I sat in silence watching him, and slowly realized that just as I was not prepared for him, he was not prepared for me, or for what he was finding here. This would become very symbolic of the whole ordeal I would go through. The Revolutionary Guards mainly arrested religious reformists—people who practiced Islam but also believed in democracy, and who challenged Khamenei’s authoritarian interpretation of Islam. The Guards knew how to make sense of those people. But now, here I was, with my copy of the Koran next to a statue of Min, the Egyptian god of fertility, with his erect penis and flail, next to French books from the 1930s, a Vietnamese musical instrument, and box sets of an HBO series.

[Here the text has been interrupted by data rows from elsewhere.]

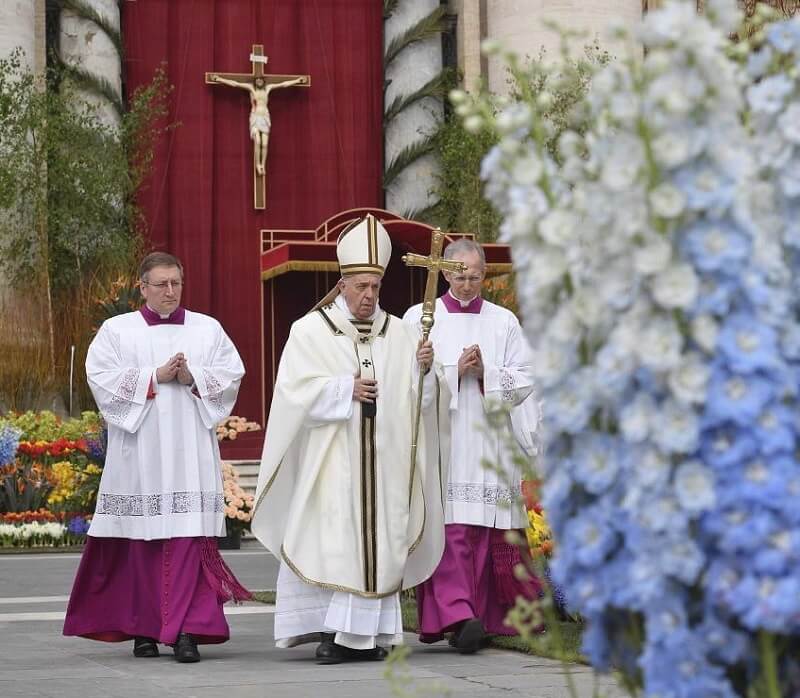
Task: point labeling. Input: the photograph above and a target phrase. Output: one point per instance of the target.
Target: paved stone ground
(36, 660)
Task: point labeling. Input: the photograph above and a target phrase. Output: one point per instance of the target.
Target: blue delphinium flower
(784, 36)
(748, 345)
(736, 398)
(717, 246)
(9, 441)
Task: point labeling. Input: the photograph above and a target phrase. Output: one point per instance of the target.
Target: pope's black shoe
(469, 637)
(186, 649)
(144, 647)
(328, 652)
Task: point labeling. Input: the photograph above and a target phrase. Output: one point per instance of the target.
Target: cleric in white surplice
(162, 377)
(336, 500)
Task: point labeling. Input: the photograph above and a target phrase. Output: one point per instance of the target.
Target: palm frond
(411, 153)
(424, 214)
(84, 10)
(92, 83)
(389, 6)
(437, 87)
(428, 27)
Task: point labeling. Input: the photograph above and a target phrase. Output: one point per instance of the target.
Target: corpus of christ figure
(258, 85)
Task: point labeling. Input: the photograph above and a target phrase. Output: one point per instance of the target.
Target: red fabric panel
(325, 150)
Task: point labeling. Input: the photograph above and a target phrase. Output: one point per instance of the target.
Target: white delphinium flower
(704, 331)
(667, 201)
(678, 429)
(637, 418)
(623, 163)
(789, 123)
(676, 287)
(660, 344)
(564, 326)
(554, 361)
(688, 381)
(559, 228)
(527, 170)
(674, 147)
(653, 256)
(547, 266)
(588, 307)
(694, 486)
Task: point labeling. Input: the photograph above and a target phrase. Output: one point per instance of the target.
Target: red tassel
(219, 575)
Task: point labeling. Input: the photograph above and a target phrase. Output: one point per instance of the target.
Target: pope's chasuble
(162, 477)
(476, 494)
(338, 498)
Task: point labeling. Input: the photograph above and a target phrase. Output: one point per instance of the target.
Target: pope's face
(361, 293)
(465, 285)
(162, 289)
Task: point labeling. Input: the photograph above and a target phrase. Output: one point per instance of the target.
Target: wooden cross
(434, 263)
(259, 84)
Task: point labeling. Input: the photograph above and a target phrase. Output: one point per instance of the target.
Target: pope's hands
(365, 389)
(175, 368)
(425, 355)
(471, 362)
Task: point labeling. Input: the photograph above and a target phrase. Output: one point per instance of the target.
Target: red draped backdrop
(325, 149)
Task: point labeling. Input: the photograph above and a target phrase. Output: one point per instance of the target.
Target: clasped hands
(366, 389)
(177, 368)
(471, 362)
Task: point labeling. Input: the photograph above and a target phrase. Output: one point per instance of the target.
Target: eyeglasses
(163, 285)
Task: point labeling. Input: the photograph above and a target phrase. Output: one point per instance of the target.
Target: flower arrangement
(41, 529)
(656, 256)
(230, 427)
(238, 503)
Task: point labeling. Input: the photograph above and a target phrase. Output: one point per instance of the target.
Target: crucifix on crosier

He found my passport and turned to a page stamped with a Cambodian visa. Paola and I had vacationed there a few months earlier. It was there that she’d found out she was pregnant.

“Where is this from? Is this Hebrew?”

“It’s from Cambodia.”

“Are you sure? I think it’s Israeli.”

“No, sir,” I said, doing my best to sound as respectful as possible, hoping that this would help the whole ordeal end more quickly. “It says ‘Cambodia’ on it, so yes, I am sure.”

He dropped the passport on the floor and took a step closer to me. “Don’t answer me like that ever again. Just say yes or no.”

“Well, I’m just telling you: it says ‘Cambodia.’ ”

“Just say yes or no,” he repeated angrily. I noticed the sweat on his forehead.

As much as I was trying to act as if I were not worried, inside, I was growing increasingly anxious. I wanted to have a conversation with these men: to tell them that whatever it was they were looking for, they had the wrong person. In my conversations with Iranian officials, I always tried to help them understand that the Iranian government was, in fact, lucky that I was working for the Western media. I knew my job. I knew my country. And I was a patriot. If they stopped me, I could be replaced by someone with an ax to grind against the regime. But as I watched Rosewater leafing angrily through my father’s medical records, I knew there was no point in trying to reason with him. How can you reason with a man who sees the word “Cambodia” and thinks it’s Hebrew?

“We should have brought a van,” the clean-shaven man said. “We’ll need to get all of this stuff back.” He motioned to the growing pile beside him: all the things they were confiscating from me. DVDs. VHS tapes. Laptop computers. Several video and still cameras.